Wicked has Thank Goodness- A song about how happy Glinda is, while she sounds like she's about to cry.
Rent has the upbeat, catchy song "Today for you, tomorrow for me" in which Angel describes how she got the money for Christmas...namely, by killing a dog for a rich woman. You'll be bopping your head all the way through that song before you realize "Wait, did she really throw a dog off the 23rd floor?"
In Company, the song "(Not) Getting Married Today" has an operatic section that sounds absolutely beautiful...and then you stop and listen to the words and find out it's about the bride having a total meltdown.
The theme song of The Spoony Experiment, "Break Me" by The Irresponsibles. While being a rousing piece of Crowning Music of Awesome, it has rather dark lyrics you might notice on first hearing it. Lampshaded by Spoony in a commentary where he said he loved the song but it was "basically implying that I'm a girl who likes to be domestically abused."
Homestuck has the "Squiddle Song" on one of its Leitmotif albums. Its a folk-music song about a childrens' cartoon... that talks about how "all your friends are dead" and causally references buckets of blood, without losing the folk-music kids-cartoon tone.
She tends to do this a lot. "The Orphanage Song" is about her attempts to remain optimistic despite being, well, orphaned and massive self-loathing. "Pinkie's Brew" starts off as a cheerful, bouncy song about potion-brewing, but soon becomes about her desperate loneliness and alienation, and desire to bring her dead parents back to life. She's had a hard life...
Crude stew. Do you fear it, Apple Bloom? / Sometimes life is not a cake-walk served up on a silver spoon.
God help the outcast with her witchcraft. / Someday I'm gonna go home.

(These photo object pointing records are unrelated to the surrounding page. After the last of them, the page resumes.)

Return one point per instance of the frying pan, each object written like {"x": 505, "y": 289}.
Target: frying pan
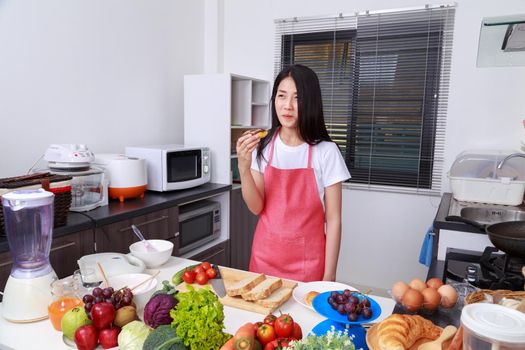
{"x": 507, "y": 236}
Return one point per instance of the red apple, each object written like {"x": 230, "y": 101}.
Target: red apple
{"x": 108, "y": 337}
{"x": 86, "y": 337}
{"x": 102, "y": 314}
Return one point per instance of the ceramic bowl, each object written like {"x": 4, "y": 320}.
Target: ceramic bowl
{"x": 152, "y": 258}
{"x": 142, "y": 293}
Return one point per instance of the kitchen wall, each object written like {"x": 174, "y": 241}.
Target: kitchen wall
{"x": 107, "y": 73}
{"x": 382, "y": 232}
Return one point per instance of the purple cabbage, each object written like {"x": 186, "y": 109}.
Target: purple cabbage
{"x": 157, "y": 310}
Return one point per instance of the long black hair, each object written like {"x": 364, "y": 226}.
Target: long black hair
{"x": 309, "y": 104}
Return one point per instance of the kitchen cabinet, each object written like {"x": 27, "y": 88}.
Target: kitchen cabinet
{"x": 118, "y": 236}
{"x": 218, "y": 254}
{"x": 233, "y": 104}
{"x": 242, "y": 224}
{"x": 65, "y": 251}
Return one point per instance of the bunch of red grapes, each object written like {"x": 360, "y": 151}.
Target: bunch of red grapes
{"x": 119, "y": 298}
{"x": 349, "y": 303}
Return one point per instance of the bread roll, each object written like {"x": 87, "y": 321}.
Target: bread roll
{"x": 400, "y": 332}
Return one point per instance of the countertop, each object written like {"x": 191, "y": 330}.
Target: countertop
{"x": 117, "y": 211}
{"x": 41, "y": 334}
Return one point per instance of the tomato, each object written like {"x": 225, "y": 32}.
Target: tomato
{"x": 284, "y": 326}
{"x": 270, "y": 319}
{"x": 188, "y": 277}
{"x": 211, "y": 273}
{"x": 198, "y": 269}
{"x": 256, "y": 326}
{"x": 297, "y": 331}
{"x": 201, "y": 278}
{"x": 206, "y": 265}
{"x": 265, "y": 334}
{"x": 86, "y": 337}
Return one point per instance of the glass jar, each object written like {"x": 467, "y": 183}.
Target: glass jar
{"x": 66, "y": 295}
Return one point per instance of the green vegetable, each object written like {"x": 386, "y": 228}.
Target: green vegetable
{"x": 163, "y": 338}
{"x": 331, "y": 340}
{"x": 199, "y": 319}
{"x": 132, "y": 336}
{"x": 177, "y": 278}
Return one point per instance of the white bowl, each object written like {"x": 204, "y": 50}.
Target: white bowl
{"x": 141, "y": 294}
{"x": 152, "y": 258}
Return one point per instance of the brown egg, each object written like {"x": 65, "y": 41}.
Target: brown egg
{"x": 417, "y": 284}
{"x": 398, "y": 290}
{"x": 434, "y": 283}
{"x": 449, "y": 295}
{"x": 412, "y": 300}
{"x": 431, "y": 299}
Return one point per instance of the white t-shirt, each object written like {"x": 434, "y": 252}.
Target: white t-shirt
{"x": 327, "y": 161}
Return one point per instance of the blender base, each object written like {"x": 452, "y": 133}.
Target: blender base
{"x": 26, "y": 300}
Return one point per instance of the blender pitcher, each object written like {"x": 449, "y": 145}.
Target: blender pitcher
{"x": 28, "y": 220}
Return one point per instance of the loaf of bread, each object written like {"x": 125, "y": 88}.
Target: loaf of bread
{"x": 263, "y": 289}
{"x": 245, "y": 285}
{"x": 276, "y": 298}
{"x": 400, "y": 332}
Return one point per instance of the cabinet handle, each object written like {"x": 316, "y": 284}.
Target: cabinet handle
{"x": 163, "y": 217}
{"x": 212, "y": 255}
{"x": 69, "y": 244}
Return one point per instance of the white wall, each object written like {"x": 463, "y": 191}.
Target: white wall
{"x": 382, "y": 232}
{"x": 107, "y": 73}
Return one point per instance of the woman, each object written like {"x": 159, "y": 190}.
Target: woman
{"x": 292, "y": 179}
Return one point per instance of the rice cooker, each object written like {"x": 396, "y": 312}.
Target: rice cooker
{"x": 127, "y": 175}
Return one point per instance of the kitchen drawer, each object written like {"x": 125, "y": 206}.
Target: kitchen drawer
{"x": 218, "y": 254}
{"x": 117, "y": 237}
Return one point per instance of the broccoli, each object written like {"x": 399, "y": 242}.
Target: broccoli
{"x": 164, "y": 337}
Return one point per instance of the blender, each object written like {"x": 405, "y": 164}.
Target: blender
{"x": 28, "y": 219}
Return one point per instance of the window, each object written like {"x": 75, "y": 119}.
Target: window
{"x": 384, "y": 78}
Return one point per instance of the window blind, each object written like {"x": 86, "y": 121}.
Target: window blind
{"x": 384, "y": 78}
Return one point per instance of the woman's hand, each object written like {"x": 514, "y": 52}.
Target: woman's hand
{"x": 245, "y": 146}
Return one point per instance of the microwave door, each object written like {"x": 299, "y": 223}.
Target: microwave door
{"x": 183, "y": 166}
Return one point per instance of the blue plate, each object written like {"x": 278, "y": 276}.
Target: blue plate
{"x": 320, "y": 304}
{"x": 358, "y": 333}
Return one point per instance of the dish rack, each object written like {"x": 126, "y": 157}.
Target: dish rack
{"x": 59, "y": 185}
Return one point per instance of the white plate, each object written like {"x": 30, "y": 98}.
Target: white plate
{"x": 299, "y": 292}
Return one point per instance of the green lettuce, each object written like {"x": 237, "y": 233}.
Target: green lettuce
{"x": 199, "y": 319}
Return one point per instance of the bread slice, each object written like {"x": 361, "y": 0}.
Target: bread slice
{"x": 277, "y": 298}
{"x": 263, "y": 289}
{"x": 244, "y": 285}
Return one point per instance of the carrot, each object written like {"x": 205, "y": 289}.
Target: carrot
{"x": 229, "y": 345}
{"x": 244, "y": 337}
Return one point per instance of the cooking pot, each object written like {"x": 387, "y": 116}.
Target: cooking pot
{"x": 127, "y": 175}
{"x": 507, "y": 236}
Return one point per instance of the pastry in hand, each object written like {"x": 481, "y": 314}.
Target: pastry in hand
{"x": 400, "y": 332}
{"x": 310, "y": 297}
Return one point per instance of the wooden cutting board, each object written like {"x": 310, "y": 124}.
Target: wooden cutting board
{"x": 231, "y": 276}
{"x": 372, "y": 340}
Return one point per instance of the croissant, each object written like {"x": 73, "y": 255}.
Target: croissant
{"x": 400, "y": 332}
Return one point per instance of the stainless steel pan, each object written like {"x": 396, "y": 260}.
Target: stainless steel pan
{"x": 507, "y": 236}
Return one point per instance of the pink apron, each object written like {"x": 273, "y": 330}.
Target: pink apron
{"x": 289, "y": 240}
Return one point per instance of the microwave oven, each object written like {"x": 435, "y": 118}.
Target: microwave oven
{"x": 199, "y": 223}
{"x": 174, "y": 167}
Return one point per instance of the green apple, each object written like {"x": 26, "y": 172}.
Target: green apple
{"x": 74, "y": 319}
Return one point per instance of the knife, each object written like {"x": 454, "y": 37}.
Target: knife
{"x": 218, "y": 283}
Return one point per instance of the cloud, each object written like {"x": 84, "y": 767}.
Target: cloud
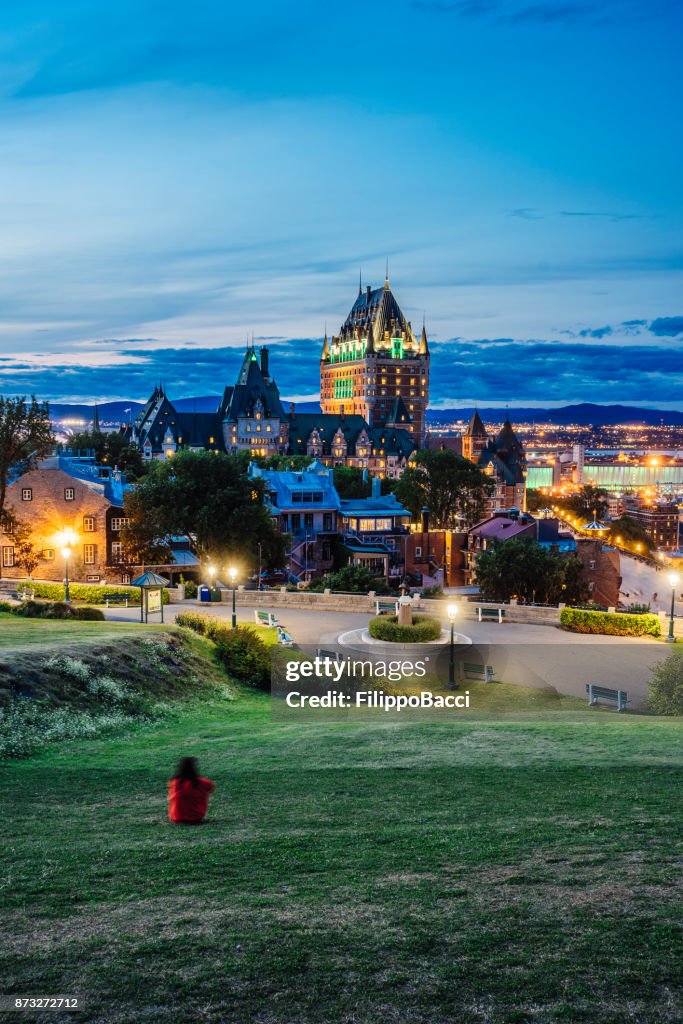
{"x": 667, "y": 327}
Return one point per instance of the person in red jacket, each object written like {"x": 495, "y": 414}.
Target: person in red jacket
{"x": 188, "y": 794}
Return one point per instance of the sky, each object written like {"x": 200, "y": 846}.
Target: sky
{"x": 175, "y": 178}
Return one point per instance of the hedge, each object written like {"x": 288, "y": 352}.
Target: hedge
{"x": 244, "y": 654}
{"x": 424, "y": 629}
{"x": 609, "y": 624}
{"x": 90, "y": 592}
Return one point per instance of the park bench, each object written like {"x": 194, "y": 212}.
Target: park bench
{"x": 480, "y": 673}
{"x": 264, "y": 617}
{"x": 284, "y": 638}
{"x": 497, "y": 613}
{"x": 595, "y": 693}
{"x": 333, "y": 654}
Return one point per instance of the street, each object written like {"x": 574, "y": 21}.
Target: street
{"x": 531, "y": 655}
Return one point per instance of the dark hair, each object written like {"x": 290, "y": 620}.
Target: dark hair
{"x": 186, "y": 770}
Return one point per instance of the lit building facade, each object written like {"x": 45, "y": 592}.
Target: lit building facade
{"x": 376, "y": 368}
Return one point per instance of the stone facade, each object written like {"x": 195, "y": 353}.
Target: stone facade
{"x": 57, "y": 496}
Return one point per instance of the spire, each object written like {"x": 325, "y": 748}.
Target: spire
{"x": 475, "y": 427}
{"x": 424, "y": 347}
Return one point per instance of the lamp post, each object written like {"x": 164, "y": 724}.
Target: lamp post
{"x": 673, "y": 580}
{"x": 232, "y": 572}
{"x": 453, "y": 612}
{"x": 66, "y": 554}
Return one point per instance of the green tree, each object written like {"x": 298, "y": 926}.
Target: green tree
{"x": 209, "y": 499}
{"x": 526, "y": 570}
{"x": 626, "y": 532}
{"x": 666, "y": 690}
{"x": 587, "y": 503}
{"x": 26, "y": 436}
{"x": 451, "y": 486}
{"x": 112, "y": 450}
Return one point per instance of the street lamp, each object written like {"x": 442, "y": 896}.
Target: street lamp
{"x": 66, "y": 554}
{"x": 453, "y": 613}
{"x": 673, "y": 580}
{"x": 232, "y": 572}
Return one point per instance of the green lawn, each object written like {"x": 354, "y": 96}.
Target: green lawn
{"x": 484, "y": 871}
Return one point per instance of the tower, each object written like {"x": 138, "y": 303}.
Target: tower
{"x": 376, "y": 368}
{"x": 474, "y": 437}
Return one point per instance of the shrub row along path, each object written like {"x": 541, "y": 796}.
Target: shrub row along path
{"x": 475, "y": 871}
{"x": 531, "y": 655}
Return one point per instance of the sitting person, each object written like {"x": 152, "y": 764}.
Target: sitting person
{"x": 188, "y": 794}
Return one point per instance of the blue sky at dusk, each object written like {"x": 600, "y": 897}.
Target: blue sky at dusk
{"x": 174, "y": 177}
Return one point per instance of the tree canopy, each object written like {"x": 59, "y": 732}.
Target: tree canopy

To Boldly Flee has We're a Distraction, the number one song on Krypton from 1983. The tune is standard dramatic-but-upbeat '80s power ballad. The lyrics are about how the world is going to end soon, so you might as well try and be happy in the short time you have left to take your mind off things.
Actually, Word of God says that that's an interpretation that has nothing to do with what they intended.
The College Humor video "Honest Holiday Card Song". The faces on the card photos sing a ridiculously upbeat melody about all of the various problems they are struggling with, like estranged marriages, struggling with obesity, losing one's job, etc.
Unnamed Ferret: These are all the little things that make me smile, these are all the stuff that makes life worthwhile! Everybody knows the Holocaust was a lie, so let's sing about the things we like and don't be shy!
Harold: ...wait, what was that about the Holocaust?
RWBY's episode 8 has an epic fight sequence that is accompanied by an equally epic song entitled "Red Like Roses Part II". The song's lyrics begin with the following:
I couldn't take it, couldn't stand another minute Couldn't bear another day without you in it All of the joy that I had known for all my life Was stripped away from me the minute that you died
Just to make it clear, there is nothing about the fight scene that matches the song's lyrics.
Also "Die" from volume 2 episode 4, an upbeat, ass-kicking song... about how darkness is coming and ends with the lyrics "now it's time to die"
The background soundtrack to the utter destruction of the ''Global Guardians' Cape Town (South Africa) team at the hands of the Evil Overlord-cum-Eldritch Abomination Abyss, an event that ended in the horrific deaths of seven superheroes and tens of thousands of innocent bystanders, not to mention the leveling of almost half of Cape Town itself, was David Lee Roth's cover of "That's Life."